According to paragraph 1,
A composition, characterized in that the agent capable of detecting or amplifying the SNP is a primer or probe.
A kit for predicting the ratio of Proteobacteria to Bacteroidetes in the cecum of chickens, comprising the composition of claim 1.
A microarray for predicting the ratio of Proteobacteria to Bacteroidetes in the cecum of chickens, comprising the composition of claim 1.

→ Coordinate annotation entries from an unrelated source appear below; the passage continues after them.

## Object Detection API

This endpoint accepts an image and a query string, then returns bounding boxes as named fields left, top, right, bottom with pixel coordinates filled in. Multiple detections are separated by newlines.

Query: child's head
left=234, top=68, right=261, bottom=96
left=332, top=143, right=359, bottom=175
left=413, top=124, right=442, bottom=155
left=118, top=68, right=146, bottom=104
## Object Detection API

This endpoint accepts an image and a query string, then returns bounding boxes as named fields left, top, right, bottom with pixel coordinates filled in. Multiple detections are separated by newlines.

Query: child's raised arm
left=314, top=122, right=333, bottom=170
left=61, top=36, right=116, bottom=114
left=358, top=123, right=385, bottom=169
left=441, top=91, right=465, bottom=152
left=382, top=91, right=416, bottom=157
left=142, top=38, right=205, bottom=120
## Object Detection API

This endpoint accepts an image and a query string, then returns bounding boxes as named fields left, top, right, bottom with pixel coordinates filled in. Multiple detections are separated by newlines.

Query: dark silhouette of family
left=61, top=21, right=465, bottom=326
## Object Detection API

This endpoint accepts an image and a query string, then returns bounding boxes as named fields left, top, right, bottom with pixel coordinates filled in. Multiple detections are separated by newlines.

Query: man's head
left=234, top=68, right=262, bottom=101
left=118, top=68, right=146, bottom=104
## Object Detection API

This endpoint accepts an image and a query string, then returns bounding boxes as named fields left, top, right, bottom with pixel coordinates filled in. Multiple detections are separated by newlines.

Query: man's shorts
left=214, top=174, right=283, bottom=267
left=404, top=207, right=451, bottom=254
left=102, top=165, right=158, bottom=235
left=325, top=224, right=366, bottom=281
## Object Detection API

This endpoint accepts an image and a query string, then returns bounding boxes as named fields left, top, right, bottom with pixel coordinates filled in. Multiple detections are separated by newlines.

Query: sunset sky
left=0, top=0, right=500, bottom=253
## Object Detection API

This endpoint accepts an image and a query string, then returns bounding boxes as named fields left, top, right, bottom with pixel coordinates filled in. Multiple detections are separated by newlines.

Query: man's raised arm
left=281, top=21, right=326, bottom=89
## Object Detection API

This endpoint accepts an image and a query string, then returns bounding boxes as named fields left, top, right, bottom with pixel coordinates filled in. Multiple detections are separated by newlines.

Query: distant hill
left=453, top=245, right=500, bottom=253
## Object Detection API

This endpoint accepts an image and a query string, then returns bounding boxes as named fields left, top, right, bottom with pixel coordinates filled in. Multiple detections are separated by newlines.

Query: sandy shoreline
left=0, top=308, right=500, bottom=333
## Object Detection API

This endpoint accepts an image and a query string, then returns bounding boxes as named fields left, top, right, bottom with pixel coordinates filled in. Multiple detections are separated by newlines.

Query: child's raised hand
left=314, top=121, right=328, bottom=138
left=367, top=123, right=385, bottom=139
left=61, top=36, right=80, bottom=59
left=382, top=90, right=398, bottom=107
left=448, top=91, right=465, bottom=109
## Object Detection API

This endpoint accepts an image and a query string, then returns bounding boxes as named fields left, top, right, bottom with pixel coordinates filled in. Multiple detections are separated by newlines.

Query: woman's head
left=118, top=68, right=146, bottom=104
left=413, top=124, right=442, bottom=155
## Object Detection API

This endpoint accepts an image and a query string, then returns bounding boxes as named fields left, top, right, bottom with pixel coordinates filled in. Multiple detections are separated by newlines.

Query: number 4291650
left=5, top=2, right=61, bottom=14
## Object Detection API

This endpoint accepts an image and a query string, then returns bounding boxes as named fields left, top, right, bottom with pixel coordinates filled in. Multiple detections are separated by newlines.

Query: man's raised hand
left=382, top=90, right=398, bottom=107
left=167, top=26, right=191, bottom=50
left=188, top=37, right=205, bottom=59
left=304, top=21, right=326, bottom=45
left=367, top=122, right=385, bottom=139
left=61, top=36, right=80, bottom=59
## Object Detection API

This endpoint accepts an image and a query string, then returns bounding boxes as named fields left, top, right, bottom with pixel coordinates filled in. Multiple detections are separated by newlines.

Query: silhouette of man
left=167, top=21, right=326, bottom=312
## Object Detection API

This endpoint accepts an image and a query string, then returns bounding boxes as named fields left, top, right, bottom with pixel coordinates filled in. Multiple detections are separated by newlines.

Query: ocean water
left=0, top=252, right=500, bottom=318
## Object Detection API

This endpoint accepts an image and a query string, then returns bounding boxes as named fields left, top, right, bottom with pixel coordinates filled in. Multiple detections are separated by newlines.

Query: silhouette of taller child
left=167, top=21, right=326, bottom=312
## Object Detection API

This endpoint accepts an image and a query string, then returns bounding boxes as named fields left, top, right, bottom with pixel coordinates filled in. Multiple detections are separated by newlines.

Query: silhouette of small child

1) Amplifying a region containing the SNP of a polynucleotide consisting of the base sequence of SEQ ID NO: 1 to SEQ ID NO: 12 or a complementary polynucleotide thereof from DNA of a sample isolated from chicken; and
2) determining the base type of the SNP in the region containing the amplified SNP;
A method for predicting the ratio of Proteobacteria to Bacteroidetes in the cecum of chicken, comprising:
According to clause 5,
When the 61st base in the polynucleotide represented by SEQ ID NO: 1 is A;
When the 61st base in the polynucleotide represented by SEQ ID NO: 2 is G;
When the 61st base in the polynucleotide represented by SEQ ID NO: 3 is G;
When the 61st base in the polynucleotide represented by SEQ ID NO: 4 is G;
When the 61st base in the polynucleotide represented by SEQ ID NO: 5 is G;
When the 61st base in the polynucleotide represented by SEQ ID NO: 6 is A;
When the 61st base in the polynucleotide represented by SEQ ID NO: 7 is C;
When the 61st base in the polynucleotide represented by SEQ ID NO: 8 is A;
When the 61st base in the polynucleotide represented by SEQ ID NO: 9 is G;
When the 61st base in the polynucleotide represented by SEQ ID NO: 10 is A;
When the 61st base in the polynucleotide represented by SEQ ID NO: 11 is G; and
When the 61st base in the polynucleotide represented by SEQ ID NO: 12 is A;
A method of predicting that the ratio of Proteobacteria to Bacteroidetes is high if it corresponds to at least one selected from the group consisting of.
The method according to claim 6, wherein a high ratio of Proteobacteria to Bacteroidetes predicts that the chicken will have good intestinal health or high body weight.